Keir Starmer prometeu tomar medidas sobre o acesso dos jovens às redes sociais em “meses, não anos”, embora tenha dito que isso não significa que uma proibição geral seria imposta ao acesso de menores de 16 anos.
Falando em um evento em Londres após o governo prometeu aumentar Observando as preocupações de instituições de caridade como a NSPCC sobre a repressão aos chatbots de IA que colocam as crianças em risco, Starmer disse que a questão era sutil e a proibição não era definitiva.
“Penso que esta é uma questão tão importante que precisamos de a considerar, tendo a proibição como uma possibilidade”, disse ele num centro comunitário em Putney, acrescentando que “certamente gostaria de ver as provas” recolhidas durante a consulta de três meses.
Ele disse: “Existem argumentos poderosos de ambos os lados. Algumas pessoas simplesmente dizem para tirar todos os menores de 16 anos das redes sociais, e ponto final. A NSPCC, obviamente uma organização muito preocupada em proteger as crianças, diz que não, que irá empurrar as crianças para lugares ainda mais sombrios.
“Outros – eu estava com jovens esta manhã, jovens de 15 e 16 anos que realmente serão afetados por isso – eles me disseram: olha, recebemos nossas notícias nas redes sociais, não lemos jornais, então vocês vão nos impedir de acessar as notícias. Precisamos dar uma olhada em tudo isso.”
Downing Street anunciou planos para implementar rapidamente quaisquer alterações recomendadas após a consulta, introduzindo alterações a dois projetos de lei já aprovados no Parlamento, o Projeto de Lei sobre o Bem-Estar e as Escolas das Crianças e o Projeto de Lei sobre Crime e Policiamento.
O plano seria que estas alterações criassem poderes para os ministros implementarem vários esquemas, incluindo a inclusão das redes sociais na lei das crianças e a colmatação de potenciais lacunas em torno dos chatbots de IA na lei criminal. Starmer disse que isso tornaria possível uma ação rápida.
“Tomamos poderes para garantir que possamos agir dentro de meses, não anos”, disse ele. “Precisamos agir muito rapidamente, não apenas em relação à preocupação com o envelhecimento, mas também em dispositivos e aplicativos com rolagem automática, constantemente colados à máquina para que você nunca pare de rolar.”
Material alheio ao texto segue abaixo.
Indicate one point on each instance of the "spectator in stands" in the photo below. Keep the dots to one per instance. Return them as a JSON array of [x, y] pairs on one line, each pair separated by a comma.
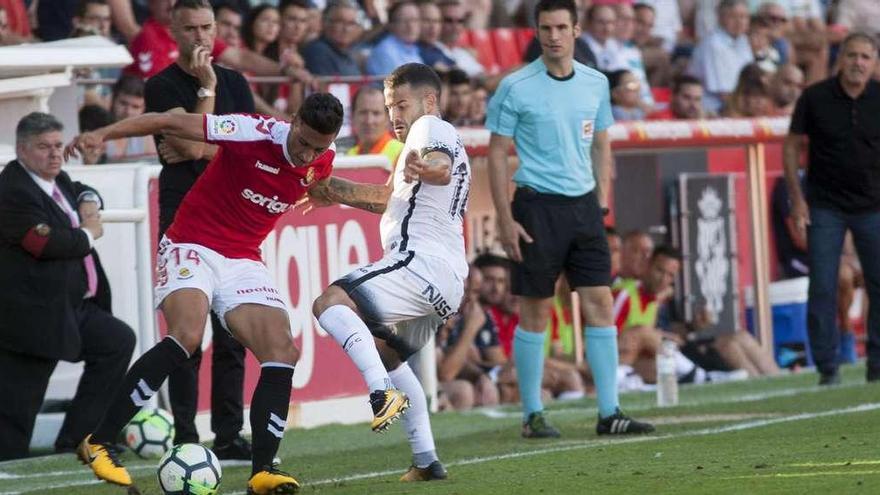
[[471, 350], [458, 101], [836, 118], [285, 51], [331, 54], [858, 16], [453, 17], [718, 59], [154, 48], [625, 101], [128, 101], [55, 298], [785, 88], [667, 24], [635, 255], [370, 124], [261, 28], [750, 99], [398, 47], [630, 54], [636, 303], [614, 249], [479, 97], [14, 25], [93, 117], [193, 84], [777, 18], [429, 36], [599, 28], [229, 23], [686, 101], [765, 54]]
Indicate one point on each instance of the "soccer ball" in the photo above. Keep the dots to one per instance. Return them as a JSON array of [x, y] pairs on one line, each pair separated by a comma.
[[150, 433], [189, 469]]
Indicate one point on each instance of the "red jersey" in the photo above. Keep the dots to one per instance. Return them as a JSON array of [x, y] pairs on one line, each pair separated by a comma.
[[246, 188], [154, 48]]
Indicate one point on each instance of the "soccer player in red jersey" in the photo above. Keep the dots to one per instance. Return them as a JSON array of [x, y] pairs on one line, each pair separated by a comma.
[[210, 258]]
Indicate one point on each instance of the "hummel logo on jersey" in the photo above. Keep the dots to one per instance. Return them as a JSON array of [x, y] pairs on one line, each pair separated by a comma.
[[267, 168], [272, 204]]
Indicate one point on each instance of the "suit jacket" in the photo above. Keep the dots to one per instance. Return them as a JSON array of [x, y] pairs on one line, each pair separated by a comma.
[[42, 275]]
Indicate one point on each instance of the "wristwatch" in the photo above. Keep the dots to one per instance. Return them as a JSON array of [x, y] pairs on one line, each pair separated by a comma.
[[205, 93]]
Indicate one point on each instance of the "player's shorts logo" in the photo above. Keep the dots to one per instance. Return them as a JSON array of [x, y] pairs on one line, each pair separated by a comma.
[[224, 127]]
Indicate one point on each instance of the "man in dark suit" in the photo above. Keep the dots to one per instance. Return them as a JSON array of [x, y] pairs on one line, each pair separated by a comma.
[[54, 297]]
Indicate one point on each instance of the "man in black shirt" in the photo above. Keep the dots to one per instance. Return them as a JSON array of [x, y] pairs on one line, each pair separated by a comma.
[[193, 84], [839, 116]]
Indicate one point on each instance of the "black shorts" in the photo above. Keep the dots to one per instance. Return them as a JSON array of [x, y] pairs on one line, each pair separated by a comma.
[[568, 234]]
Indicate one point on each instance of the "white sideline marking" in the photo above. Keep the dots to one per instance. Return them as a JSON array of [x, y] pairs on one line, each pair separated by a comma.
[[599, 443], [495, 413], [560, 447]]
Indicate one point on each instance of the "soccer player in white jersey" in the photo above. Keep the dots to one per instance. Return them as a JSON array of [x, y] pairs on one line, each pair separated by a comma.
[[210, 259], [403, 298]]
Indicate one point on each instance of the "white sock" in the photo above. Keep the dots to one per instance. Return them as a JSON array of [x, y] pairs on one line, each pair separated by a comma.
[[357, 341], [416, 419]]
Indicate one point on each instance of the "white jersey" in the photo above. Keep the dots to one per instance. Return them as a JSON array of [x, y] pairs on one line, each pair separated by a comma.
[[424, 218]]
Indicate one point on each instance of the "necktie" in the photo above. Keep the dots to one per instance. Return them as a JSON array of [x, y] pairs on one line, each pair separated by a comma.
[[88, 261]]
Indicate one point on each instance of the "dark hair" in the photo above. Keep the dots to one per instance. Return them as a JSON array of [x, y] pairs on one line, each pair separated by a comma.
[[247, 28], [487, 260], [128, 85], [456, 77], [666, 252], [322, 112], [93, 117], [303, 4], [416, 75], [192, 5], [859, 36], [551, 5], [34, 124], [644, 6], [84, 4], [226, 4], [683, 80], [616, 77], [395, 8], [366, 88]]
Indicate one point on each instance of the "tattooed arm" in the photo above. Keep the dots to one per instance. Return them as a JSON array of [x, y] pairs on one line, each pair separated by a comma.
[[368, 197]]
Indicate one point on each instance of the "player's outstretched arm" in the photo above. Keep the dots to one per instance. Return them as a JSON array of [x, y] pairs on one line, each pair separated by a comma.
[[368, 197], [185, 125], [434, 168]]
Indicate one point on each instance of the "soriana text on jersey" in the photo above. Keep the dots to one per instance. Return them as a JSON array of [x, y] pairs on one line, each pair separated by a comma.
[[271, 204]]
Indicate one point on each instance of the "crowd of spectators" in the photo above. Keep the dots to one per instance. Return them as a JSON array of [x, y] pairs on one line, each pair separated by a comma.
[[664, 58]]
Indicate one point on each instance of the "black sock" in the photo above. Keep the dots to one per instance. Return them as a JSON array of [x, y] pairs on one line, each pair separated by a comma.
[[269, 413], [142, 380]]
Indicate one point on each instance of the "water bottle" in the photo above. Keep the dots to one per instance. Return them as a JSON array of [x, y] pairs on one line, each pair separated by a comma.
[[667, 381]]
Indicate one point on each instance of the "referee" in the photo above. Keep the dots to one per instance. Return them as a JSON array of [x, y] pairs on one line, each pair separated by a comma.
[[557, 111], [839, 118]]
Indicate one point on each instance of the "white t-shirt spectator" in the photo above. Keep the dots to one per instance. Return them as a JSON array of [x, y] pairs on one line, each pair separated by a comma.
[[717, 61], [860, 15], [667, 21]]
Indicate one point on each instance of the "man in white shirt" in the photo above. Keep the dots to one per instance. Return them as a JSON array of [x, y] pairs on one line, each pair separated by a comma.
[[718, 59]]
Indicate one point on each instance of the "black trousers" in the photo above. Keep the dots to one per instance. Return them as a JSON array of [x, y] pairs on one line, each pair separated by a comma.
[[227, 384], [107, 345]]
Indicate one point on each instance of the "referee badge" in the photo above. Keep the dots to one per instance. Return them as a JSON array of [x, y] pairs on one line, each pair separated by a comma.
[[586, 129]]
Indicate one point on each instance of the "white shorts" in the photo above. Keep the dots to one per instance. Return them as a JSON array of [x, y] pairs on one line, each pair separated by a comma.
[[404, 297], [227, 282]]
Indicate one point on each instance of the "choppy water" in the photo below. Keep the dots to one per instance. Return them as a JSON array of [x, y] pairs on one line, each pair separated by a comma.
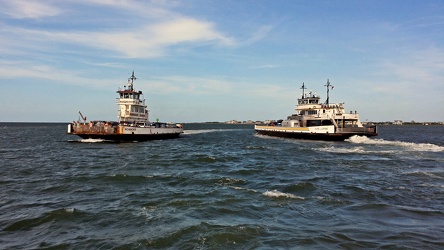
[[221, 187]]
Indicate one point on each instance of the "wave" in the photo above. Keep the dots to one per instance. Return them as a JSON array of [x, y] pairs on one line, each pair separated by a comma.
[[278, 194], [203, 131], [410, 145]]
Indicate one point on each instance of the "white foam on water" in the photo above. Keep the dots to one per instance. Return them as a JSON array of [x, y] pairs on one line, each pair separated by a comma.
[[203, 131], [278, 194], [91, 140], [409, 145]]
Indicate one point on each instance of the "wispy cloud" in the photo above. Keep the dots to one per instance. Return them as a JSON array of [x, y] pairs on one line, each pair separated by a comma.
[[150, 39], [23, 9]]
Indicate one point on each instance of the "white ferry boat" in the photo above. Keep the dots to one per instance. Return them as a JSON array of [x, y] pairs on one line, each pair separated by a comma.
[[314, 120], [132, 125]]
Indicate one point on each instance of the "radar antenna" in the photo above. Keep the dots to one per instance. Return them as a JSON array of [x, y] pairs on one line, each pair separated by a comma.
[[303, 88], [131, 81], [328, 91]]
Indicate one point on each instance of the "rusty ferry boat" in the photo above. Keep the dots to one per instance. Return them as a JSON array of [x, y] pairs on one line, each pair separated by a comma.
[[314, 120], [132, 125]]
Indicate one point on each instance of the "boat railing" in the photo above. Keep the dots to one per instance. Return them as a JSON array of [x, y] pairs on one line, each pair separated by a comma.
[[94, 129], [367, 129]]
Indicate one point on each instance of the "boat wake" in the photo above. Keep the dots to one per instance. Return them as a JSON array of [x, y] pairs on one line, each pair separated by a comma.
[[411, 146], [278, 194], [203, 131]]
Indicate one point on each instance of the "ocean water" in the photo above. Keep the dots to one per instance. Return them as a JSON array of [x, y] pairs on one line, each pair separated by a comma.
[[221, 187]]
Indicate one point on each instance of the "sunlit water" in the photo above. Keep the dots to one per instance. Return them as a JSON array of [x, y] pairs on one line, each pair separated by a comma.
[[221, 187]]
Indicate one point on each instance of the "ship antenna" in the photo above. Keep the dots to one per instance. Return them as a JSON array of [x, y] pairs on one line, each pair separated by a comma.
[[132, 78], [303, 88], [328, 91]]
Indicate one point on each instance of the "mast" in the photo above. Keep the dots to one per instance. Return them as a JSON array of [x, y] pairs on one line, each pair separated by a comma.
[[328, 91], [303, 88], [131, 81]]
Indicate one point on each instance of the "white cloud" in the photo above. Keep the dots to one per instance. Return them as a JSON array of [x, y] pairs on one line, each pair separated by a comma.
[[22, 9]]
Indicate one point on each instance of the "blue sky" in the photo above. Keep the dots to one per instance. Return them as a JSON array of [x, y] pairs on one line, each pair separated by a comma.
[[203, 60]]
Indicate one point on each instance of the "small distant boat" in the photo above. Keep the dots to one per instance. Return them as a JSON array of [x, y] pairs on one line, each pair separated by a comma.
[[132, 125], [314, 120]]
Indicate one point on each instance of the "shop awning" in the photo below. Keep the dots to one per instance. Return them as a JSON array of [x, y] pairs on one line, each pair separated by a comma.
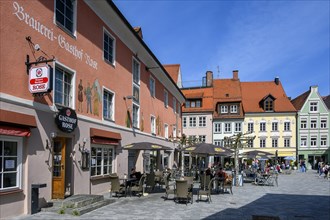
[[15, 131], [16, 124], [99, 136]]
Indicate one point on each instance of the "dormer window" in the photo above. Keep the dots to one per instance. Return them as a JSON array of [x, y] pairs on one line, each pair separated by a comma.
[[267, 103]]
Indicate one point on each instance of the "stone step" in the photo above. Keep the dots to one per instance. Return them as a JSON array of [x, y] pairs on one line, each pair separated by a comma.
[[77, 204]]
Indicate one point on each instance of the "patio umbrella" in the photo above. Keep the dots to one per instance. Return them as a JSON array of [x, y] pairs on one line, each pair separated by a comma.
[[257, 154], [145, 146], [209, 149]]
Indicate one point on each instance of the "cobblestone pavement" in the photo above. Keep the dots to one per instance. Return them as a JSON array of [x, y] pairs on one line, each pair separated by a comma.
[[298, 196]]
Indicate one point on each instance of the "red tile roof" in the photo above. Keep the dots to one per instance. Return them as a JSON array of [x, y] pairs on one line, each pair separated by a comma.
[[173, 70], [254, 92], [299, 101]]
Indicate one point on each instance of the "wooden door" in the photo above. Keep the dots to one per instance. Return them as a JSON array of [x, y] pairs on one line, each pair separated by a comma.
[[58, 185]]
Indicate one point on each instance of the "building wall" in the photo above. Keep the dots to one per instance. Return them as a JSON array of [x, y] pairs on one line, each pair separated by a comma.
[[269, 134]]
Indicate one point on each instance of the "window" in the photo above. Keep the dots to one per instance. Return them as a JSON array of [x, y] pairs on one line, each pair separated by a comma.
[[202, 138], [269, 105], [227, 127], [165, 98], [274, 142], [262, 143], [274, 126], [184, 122], [192, 121], [303, 123], [250, 143], [65, 14], [174, 105], [303, 141], [263, 126], [109, 48], [202, 121], [153, 124], [10, 163], [108, 105], [323, 141], [101, 161], [63, 89], [233, 109], [152, 87], [166, 131], [136, 116], [250, 127], [224, 109], [238, 127], [313, 123], [136, 71], [217, 127], [323, 123], [313, 141], [313, 106]]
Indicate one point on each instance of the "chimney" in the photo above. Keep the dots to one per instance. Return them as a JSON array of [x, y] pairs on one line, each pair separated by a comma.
[[235, 74], [209, 78], [138, 30], [277, 80]]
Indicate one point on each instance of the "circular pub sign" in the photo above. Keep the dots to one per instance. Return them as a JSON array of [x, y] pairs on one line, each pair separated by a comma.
[[66, 120]]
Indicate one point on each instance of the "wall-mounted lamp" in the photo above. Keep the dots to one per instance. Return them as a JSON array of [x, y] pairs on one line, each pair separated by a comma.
[[149, 68], [128, 97], [82, 147]]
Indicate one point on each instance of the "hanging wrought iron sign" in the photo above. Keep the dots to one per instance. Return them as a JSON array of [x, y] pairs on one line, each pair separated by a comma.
[[66, 120]]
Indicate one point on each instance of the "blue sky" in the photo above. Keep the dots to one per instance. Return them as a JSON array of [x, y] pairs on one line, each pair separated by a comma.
[[261, 39]]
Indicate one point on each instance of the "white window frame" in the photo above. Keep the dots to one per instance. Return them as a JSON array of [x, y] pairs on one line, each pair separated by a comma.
[[303, 123], [74, 21], [184, 122], [227, 127], [313, 107], [323, 123], [19, 168], [202, 121], [112, 113], [152, 86], [313, 141], [262, 126], [233, 109], [192, 122], [165, 98], [109, 165], [217, 127], [238, 127], [303, 141], [223, 109], [323, 141], [166, 131], [113, 61], [72, 92], [136, 71], [153, 124]]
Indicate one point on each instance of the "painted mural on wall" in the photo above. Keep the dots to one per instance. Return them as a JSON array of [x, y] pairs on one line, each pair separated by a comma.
[[92, 98]]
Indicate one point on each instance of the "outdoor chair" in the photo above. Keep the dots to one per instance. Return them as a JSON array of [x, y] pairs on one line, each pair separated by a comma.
[[115, 186], [150, 181], [182, 192], [207, 191], [228, 184], [138, 189], [169, 188]]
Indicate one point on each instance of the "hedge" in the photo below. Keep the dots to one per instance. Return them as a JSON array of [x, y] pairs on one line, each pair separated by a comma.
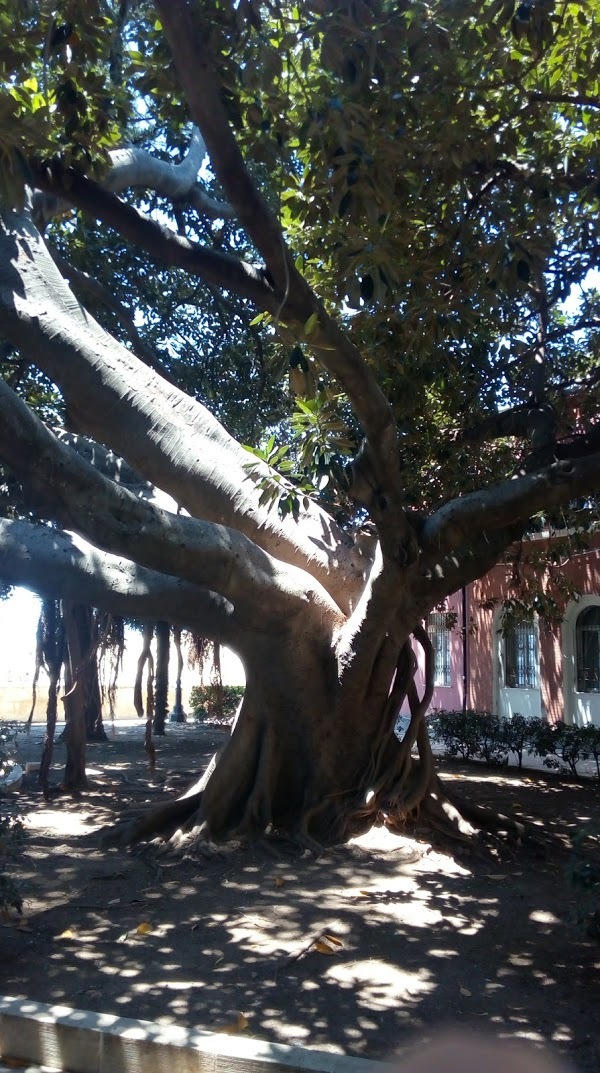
[[215, 703], [485, 736]]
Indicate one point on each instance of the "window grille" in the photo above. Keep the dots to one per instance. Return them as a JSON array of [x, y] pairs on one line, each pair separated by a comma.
[[439, 635], [521, 657], [587, 645]]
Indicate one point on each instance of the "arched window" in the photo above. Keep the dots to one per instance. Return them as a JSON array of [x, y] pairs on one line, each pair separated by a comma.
[[439, 635], [521, 656], [587, 647]]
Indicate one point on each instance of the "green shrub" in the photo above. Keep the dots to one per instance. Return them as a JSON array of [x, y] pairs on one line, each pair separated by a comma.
[[492, 741], [560, 746], [458, 731], [518, 734], [482, 735], [215, 703], [591, 735], [11, 824], [584, 875]]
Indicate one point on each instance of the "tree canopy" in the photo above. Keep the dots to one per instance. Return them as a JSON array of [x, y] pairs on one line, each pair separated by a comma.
[[361, 234]]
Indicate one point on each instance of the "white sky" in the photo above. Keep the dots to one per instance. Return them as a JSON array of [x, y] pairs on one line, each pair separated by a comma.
[[18, 615]]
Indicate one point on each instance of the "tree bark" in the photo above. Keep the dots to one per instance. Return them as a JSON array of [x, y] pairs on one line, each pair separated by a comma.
[[177, 715], [145, 655], [74, 778], [161, 679], [88, 674], [53, 655]]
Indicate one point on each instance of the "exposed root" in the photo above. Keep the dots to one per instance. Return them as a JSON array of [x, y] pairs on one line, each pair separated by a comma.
[[152, 822]]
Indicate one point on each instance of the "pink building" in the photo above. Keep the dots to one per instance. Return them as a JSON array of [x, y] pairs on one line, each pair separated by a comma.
[[533, 669]]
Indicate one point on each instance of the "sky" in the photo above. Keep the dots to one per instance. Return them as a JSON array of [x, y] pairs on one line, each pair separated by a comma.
[[18, 615]]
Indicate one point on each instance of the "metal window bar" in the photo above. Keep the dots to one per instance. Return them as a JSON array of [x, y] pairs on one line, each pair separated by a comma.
[[439, 635], [587, 635], [521, 657]]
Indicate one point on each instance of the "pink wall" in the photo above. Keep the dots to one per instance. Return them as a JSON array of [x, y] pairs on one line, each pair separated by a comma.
[[445, 696], [482, 600], [583, 571]]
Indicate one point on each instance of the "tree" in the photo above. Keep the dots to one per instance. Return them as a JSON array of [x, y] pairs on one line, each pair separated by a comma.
[[419, 184]]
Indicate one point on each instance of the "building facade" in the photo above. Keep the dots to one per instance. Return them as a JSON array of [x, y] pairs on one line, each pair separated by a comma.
[[532, 667]]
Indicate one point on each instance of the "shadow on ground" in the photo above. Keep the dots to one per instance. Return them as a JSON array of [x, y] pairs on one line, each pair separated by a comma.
[[359, 951]]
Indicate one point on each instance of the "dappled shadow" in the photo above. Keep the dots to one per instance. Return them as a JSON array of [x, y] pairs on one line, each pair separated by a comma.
[[355, 952]]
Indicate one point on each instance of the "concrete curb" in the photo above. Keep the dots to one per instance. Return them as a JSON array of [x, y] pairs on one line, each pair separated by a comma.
[[84, 1042]]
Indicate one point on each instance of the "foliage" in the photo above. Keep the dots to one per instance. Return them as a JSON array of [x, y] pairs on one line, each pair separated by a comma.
[[11, 825], [484, 736], [215, 703], [562, 747], [469, 734], [584, 875]]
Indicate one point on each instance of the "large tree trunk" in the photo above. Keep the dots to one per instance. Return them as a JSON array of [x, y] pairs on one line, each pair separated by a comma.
[[89, 681], [310, 761], [145, 657], [177, 715], [52, 642]]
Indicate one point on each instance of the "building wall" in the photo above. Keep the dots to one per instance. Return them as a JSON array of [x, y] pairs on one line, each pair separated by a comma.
[[445, 696], [583, 572]]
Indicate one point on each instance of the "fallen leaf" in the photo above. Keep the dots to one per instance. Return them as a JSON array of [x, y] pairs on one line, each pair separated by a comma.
[[324, 947], [333, 939], [238, 1025]]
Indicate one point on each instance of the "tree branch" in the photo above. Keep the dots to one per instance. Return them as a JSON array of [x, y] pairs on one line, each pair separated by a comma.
[[59, 566], [167, 437], [159, 240], [297, 302], [199, 552], [506, 504]]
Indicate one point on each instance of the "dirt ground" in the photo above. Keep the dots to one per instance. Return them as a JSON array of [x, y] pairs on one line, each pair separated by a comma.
[[361, 951]]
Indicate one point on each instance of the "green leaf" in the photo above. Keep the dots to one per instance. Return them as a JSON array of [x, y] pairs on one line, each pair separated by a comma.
[[310, 324]]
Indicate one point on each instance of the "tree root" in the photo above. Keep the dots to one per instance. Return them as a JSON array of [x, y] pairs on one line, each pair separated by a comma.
[[162, 822]]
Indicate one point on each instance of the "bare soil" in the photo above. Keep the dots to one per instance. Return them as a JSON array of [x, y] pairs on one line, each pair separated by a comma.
[[359, 951]]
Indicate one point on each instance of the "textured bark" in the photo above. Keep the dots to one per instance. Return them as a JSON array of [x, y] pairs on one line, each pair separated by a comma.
[[161, 678], [88, 674], [145, 655], [324, 630], [177, 715], [74, 778], [169, 438]]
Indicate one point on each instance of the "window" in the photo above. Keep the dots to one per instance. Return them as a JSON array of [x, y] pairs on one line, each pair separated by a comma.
[[587, 646], [439, 635], [521, 656]]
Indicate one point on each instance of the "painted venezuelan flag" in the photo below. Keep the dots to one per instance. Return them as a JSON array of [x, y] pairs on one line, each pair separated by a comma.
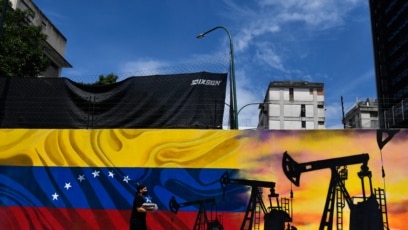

Ele acrescentou: “Não acho que haja nenhum pai no país que não esteja preocupado com isso, bem, realmente não estou. O status quo, como as coisas estão agora, não é bom o suficiente. Ninguém pode argumentar que as coisas podem ser deixadas como estão. Eles não podem fazer isso, não protegem as crianças e pretendemos agir.”
Questionado sobre se os deputados e pares teriam a oportunidade de debater e votar sobre as especificidades de quaisquer políticas, bem como sobre alterações para lhes dar poder, Downing Street indicou que esse seria o caso. “Ambas as casas terão de aprovar a legislação secundária que fornecerá as políticas”, disse o porta-voz oficial de Starmer, encaminhando os repórteres ao Departamento de Ciência, Inovação e Tecnologia (DSIT) para obter detalhes. O DSIT foi contatado para comentar.
em um postagem anterior Em sua página Substack, Starmer detalhou suas preocupações sobre a mídia social, dizendo que acredita que ela prejudica as crianças na sua forma atual. “Quando o Facebook foi lançado em 2004, era um conceito muito simples”, escreveu ele. “Crie um perfil, poste atualizações que as pessoas possam ver na ordem em que foram postadas, curta e comente o que seus amigos têm a dizer.
“É um mundo distante dos algoritmos, da rolagem infinita, das páginas For You e dos bate-papos privados que compõem o mundo moderno das mídias sociais. Nos últimos mais de 20 anos, as mídias sociais deixaram de ser simples em seu conceito para se tornarem páginas individuais completamente diferentes.
“E nessa evolução, tornou-se algo que está a prejudicar silenciosamente os nossos filhos. Um dano que estamos a permitir que aconteça devido à inacção de governos conservadores anteriores.”